Results: A total of 162 participants were included (144 male; median 67 years [IQR 59, 72]; training, 95 participants; testing, 67 participants). Median survival was 998 days [IQR 486, 1594]. The ClinRad model yielded the greatest test discrimination (AUC, 0.68 [95% CI 0.54, 0.81]) that outperformed Stage (ΔAUC, 0.12 [95% CI 0.01, 0.23]; p = .04). The Clinical and ClinVol models yielded comparable test discrimination (AUC, 0.66 [95% CI 0.51, 0.80] vs. 0.65 [95% CI 0.50, 0.79]; p > .05). Test sensitivity of 90% was achieved by ClinRad and Stage models only.

Conclusions: Compared to Stage, multivariable models of prespecified clinical and radiomic variables yielded improved prediction of 3-year overall survival.

Clinical relevance statement: Previously identified radiomic features are prognostic but may not substantially improve risk stratification on their own.
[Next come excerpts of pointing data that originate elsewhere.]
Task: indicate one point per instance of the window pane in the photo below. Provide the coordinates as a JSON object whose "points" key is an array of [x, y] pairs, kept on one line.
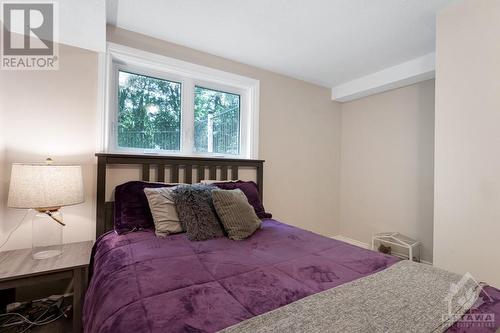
{"points": [[149, 112], [216, 121]]}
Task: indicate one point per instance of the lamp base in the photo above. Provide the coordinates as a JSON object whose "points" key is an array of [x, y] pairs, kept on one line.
{"points": [[47, 236]]}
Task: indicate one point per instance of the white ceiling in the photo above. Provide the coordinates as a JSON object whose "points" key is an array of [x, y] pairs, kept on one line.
{"points": [[327, 42]]}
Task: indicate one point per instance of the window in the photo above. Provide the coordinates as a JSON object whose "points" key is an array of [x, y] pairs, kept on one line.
{"points": [[216, 121], [149, 112], [159, 105]]}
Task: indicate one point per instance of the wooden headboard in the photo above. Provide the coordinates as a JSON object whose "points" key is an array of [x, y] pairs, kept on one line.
{"points": [[105, 209]]}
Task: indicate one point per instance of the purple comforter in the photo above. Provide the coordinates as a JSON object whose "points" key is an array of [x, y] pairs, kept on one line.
{"points": [[142, 283]]}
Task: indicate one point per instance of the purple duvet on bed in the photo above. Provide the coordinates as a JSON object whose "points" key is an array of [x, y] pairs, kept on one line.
{"points": [[142, 283]]}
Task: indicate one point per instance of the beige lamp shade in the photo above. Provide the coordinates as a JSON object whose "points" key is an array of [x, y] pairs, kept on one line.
{"points": [[44, 186]]}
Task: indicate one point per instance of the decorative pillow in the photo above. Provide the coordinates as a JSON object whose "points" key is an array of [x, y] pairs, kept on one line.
{"points": [[161, 204], [236, 214], [251, 191], [131, 206], [196, 211]]}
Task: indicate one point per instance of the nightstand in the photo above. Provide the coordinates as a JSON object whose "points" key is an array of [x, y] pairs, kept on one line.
{"points": [[18, 268]]}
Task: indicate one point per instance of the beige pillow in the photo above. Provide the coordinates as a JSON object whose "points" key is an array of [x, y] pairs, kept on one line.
{"points": [[235, 213], [161, 204]]}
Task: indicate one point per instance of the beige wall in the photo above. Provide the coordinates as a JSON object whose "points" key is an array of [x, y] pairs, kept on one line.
{"points": [[467, 173], [386, 181], [55, 114], [299, 137], [51, 113], [2, 163]]}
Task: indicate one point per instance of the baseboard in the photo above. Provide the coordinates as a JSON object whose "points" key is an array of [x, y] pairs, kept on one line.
{"points": [[351, 241], [364, 245]]}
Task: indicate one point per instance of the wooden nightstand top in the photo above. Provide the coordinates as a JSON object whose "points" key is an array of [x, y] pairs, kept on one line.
{"points": [[17, 264]]}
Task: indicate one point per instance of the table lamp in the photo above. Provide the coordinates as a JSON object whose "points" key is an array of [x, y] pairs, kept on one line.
{"points": [[45, 188]]}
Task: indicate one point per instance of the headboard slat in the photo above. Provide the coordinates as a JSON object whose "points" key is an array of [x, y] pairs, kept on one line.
{"points": [[213, 172], [188, 178], [145, 172], [223, 172], [201, 172], [174, 173], [234, 172], [161, 173], [105, 209]]}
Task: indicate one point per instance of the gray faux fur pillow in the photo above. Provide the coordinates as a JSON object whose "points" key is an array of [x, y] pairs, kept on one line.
{"points": [[196, 211]]}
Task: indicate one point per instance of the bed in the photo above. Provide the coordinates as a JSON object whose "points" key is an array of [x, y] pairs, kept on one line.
{"points": [[142, 283]]}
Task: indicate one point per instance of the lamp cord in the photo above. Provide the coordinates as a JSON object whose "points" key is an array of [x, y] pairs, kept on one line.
{"points": [[14, 230]]}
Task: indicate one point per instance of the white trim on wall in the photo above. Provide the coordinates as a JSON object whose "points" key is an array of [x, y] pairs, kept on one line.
{"points": [[248, 88], [410, 72]]}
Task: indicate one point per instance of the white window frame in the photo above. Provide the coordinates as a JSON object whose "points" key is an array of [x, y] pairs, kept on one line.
{"points": [[119, 57]]}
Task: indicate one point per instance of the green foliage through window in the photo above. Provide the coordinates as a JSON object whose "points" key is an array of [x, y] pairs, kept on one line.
{"points": [[149, 112], [216, 121]]}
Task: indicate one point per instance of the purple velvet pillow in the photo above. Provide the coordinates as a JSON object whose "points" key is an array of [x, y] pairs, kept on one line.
{"points": [[251, 191], [131, 206]]}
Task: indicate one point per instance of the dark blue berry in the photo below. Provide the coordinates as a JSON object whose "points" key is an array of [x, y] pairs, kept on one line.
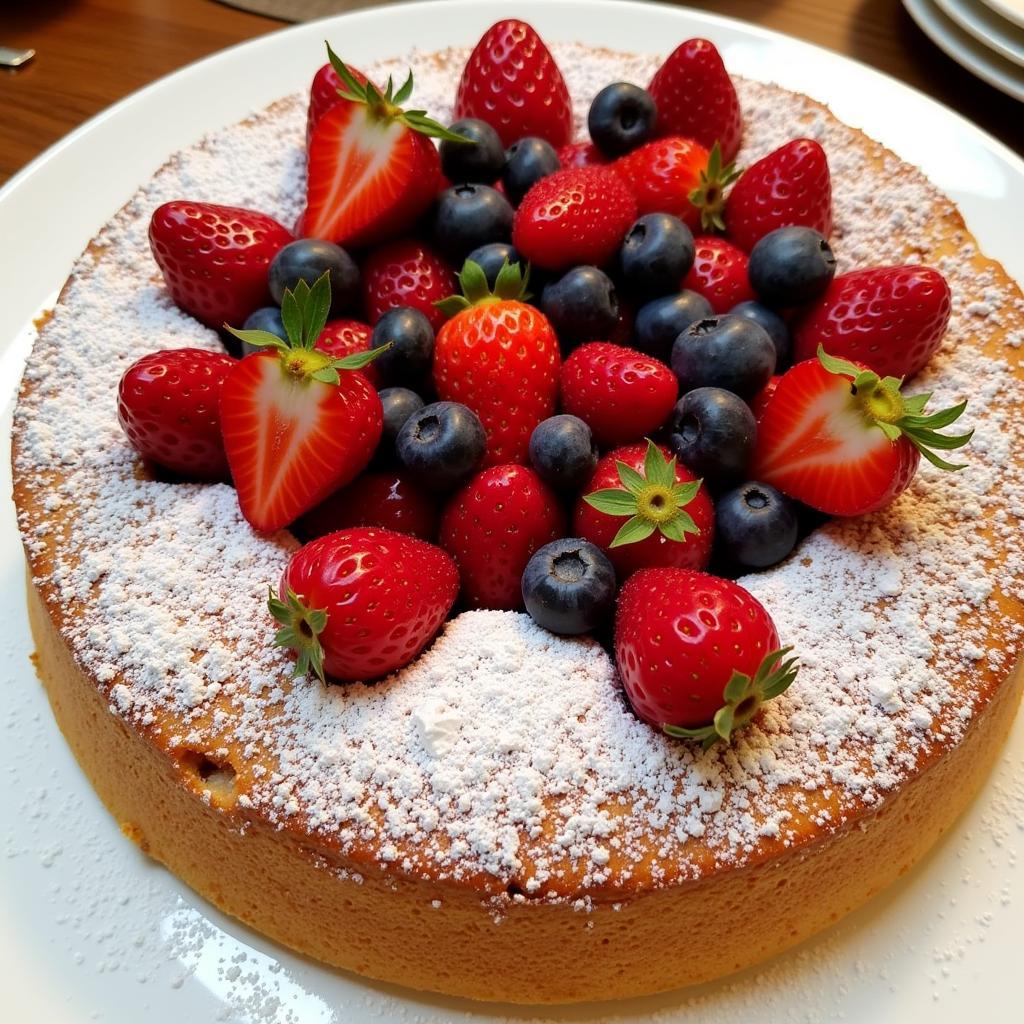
{"points": [[568, 587], [582, 305], [755, 526], [622, 117], [791, 266], [468, 216], [478, 161], [441, 444], [526, 161], [412, 340], [306, 260], [563, 453], [655, 255], [660, 322], [773, 324], [713, 433], [729, 352]]}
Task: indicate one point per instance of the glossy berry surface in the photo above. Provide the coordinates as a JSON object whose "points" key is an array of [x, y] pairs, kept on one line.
{"points": [[622, 117], [568, 587]]}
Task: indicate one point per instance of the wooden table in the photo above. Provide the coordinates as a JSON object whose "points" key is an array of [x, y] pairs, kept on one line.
{"points": [[92, 52]]}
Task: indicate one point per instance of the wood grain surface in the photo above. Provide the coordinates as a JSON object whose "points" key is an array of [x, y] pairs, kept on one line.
{"points": [[92, 52]]}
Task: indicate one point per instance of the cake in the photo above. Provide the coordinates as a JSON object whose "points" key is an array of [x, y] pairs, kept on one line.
{"points": [[493, 820]]}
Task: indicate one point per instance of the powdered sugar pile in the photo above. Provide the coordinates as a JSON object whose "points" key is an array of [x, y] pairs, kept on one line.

Key points: • Better risk stratification is needed in primary oesophageal cancer to personalise management. • Previously identified CT features-GLCM_Correlation and GLCM_Contrast-contain incremental prognostic information to age and clinical stage. • Compared to staging, multivariable clinicoradiomic models improve discrimination of 3-year overall survival.

Keywords: Adenocarcinoma; Oesophageal neoplasms; Precision medicine; Prognosis; Radiomics.